Towards Fair Medical AI: Adversarial Debiasing of 3D CT Foundation Embeddings
Guangyao Zheng, Michael A. Jacobs, Vladimir Braverman, Vishwa S., Parekh

TL;DR
This paper introduces an adversarial debiasing method for 3D CT embeddings that removes demographic biases, enhancing fairness in medical AI applications without sacrificing predictive performance.
Contribution
It presents a novel VAE-based adversarial framework to debias self-supervised 3D CT embeddings, ensuring fairness and robustness in clinical tasks.
Findings
Debiased embeddings eliminate demographic information effectively.
Fairness improved without reducing lung cancer risk prediction accuracy.

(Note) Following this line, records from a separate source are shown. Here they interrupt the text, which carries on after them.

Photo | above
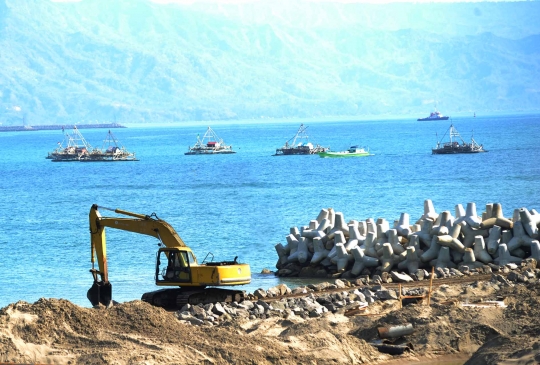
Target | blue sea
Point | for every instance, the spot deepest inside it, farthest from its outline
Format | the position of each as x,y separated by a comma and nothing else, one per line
241,204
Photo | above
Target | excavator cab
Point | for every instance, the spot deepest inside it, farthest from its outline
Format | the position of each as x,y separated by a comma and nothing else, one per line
173,266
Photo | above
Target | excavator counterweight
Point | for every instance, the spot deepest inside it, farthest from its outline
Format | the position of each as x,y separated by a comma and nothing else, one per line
176,265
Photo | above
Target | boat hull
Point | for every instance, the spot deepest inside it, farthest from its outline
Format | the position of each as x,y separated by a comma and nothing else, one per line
209,152
427,119
299,151
343,154
447,151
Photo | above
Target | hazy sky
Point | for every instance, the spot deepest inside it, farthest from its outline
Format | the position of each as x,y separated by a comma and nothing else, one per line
337,1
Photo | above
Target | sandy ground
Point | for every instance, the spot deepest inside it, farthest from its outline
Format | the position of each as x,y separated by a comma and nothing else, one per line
55,331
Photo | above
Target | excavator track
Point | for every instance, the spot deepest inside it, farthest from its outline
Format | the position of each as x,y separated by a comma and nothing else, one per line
177,298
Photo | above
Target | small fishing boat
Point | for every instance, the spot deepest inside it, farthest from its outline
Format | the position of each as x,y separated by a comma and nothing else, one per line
111,150
210,144
436,115
76,145
299,145
453,146
353,151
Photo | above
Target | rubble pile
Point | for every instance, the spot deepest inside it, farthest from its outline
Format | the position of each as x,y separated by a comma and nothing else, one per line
314,300
453,245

Embeddings become robust against adversarial bias attacks.
Abstract
Self-supervised learning has revolutionized medical imaging by enabling efficient and generalizable feature extraction from large-scale unlabeled datasets. Recently, self-supervised foundation models have been extended to three-dimensional (3D) computed tomography (CT) data, generating compact, information-rich embeddings with 1408 features that achieve state-of-the-art performance on downstream tasks such as intracranial hemorrhage detection and lung cancer risk forecasting. However, these embeddings have been shown to encode demographic information, such as age, sex, and race, which poses a significant risk to the fairness of clinical applications. In this work, we propose a Variation Autoencoder (VAE) based adversarial debiasing framework to transform these embeddings into a new latent space where demographic information is no longer encoded, while maintaining the performance of…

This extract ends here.